Cette citation brosse joliment une caractéristique majeure de la littérature d'immigration à savoir la situation de l'entre-deux qui légitime dramatiquement la situation de négation en propulsant le dédoublement " NI...Ni.." ; ni arabe , ni français , ni blanc , ni noir. La série est longue , ce qui ouvre , par la suite , la possibilité sur toutes les portes du bâtardise et sur "la clandestinité légale". Nous constatons tout de suite que le sujet d'identité demeure toujours un véritable canal qui miroite fidèlement l'imaginaire collectif de toute la société : les représentations socio- culturelles , les manipulations de l'inconscient et également les perceptions les plus lointaines des "habitus" sociaux.

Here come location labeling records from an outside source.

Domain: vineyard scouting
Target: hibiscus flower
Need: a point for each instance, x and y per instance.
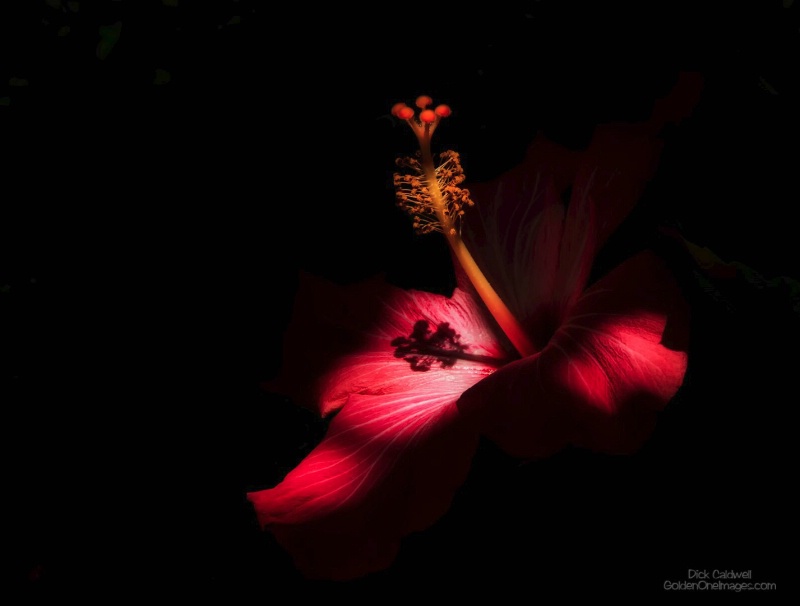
(525, 351)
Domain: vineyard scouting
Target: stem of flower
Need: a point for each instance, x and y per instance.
(505, 319)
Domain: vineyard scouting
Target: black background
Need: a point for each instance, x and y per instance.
(152, 234)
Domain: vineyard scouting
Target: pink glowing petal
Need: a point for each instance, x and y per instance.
(339, 341)
(388, 466)
(537, 264)
(618, 358)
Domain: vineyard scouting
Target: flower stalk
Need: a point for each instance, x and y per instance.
(433, 197)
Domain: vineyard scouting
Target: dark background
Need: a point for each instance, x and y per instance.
(153, 224)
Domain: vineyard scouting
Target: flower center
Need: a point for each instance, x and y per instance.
(433, 197)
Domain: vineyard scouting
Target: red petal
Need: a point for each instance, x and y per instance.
(519, 233)
(339, 341)
(388, 466)
(618, 359)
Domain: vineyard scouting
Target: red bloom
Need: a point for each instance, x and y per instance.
(416, 377)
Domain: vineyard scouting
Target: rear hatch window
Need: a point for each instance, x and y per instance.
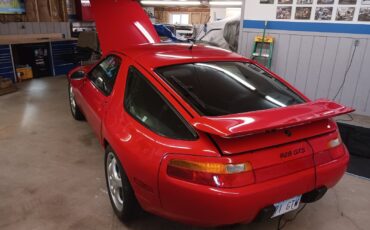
(222, 88)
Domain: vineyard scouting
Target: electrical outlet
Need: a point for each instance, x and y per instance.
(357, 42)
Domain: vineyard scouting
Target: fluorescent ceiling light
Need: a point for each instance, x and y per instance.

La quête identitaire dans le domaine d'une littérature " mineure " très confortée , est une activité permanente , pleine de dynamisme et de création révélatrice sans cesse , où l'immigré oscille ontologiquement entre deux actions - réactions ; divulguer / cacher ou s'affirmer / dissimuler. Mais cette quête reste toujours un désir qui ripoline les horizons de toutes les attentes de chaque immigré. Dans ce sens , s'identifier pour un immigré n'est jamais un défi calculé, vu les risques de la situation où il se trouve . S'identifier est , dans tous les cas , une attitude de s'affirmer avec toutes ses différences , ce qui rend ce challenge une sorte de dilemme capable de générer le refus , le malaise et la blessure. " La réclusion solitaire" ou grave encore " La plus haute des solitudes " de Tahar Ben Jelloun renforcent sombrement cette recherche du Moi , ce voyage éternel vers l'Autre. La quête identitaire peut couvrir ici toutes les couches sociales tous les âges et les aspirations , cette quête dépasse les lieux et les espaces. L'identité ici est une vraie destruction psychologique , sociologique et humaine avec toutes ses connotations possibles. La quête identitaire est alors équivoque à toute sorte de dénonciation de la tragédie humaine produite devant monsieur tout le monde bon gré malgré tout le monde . C 'est une dénonciation affreuse de la frustration vulnérable , de l'oubli et l'abandon orchestré par la machine capitaliste moderne.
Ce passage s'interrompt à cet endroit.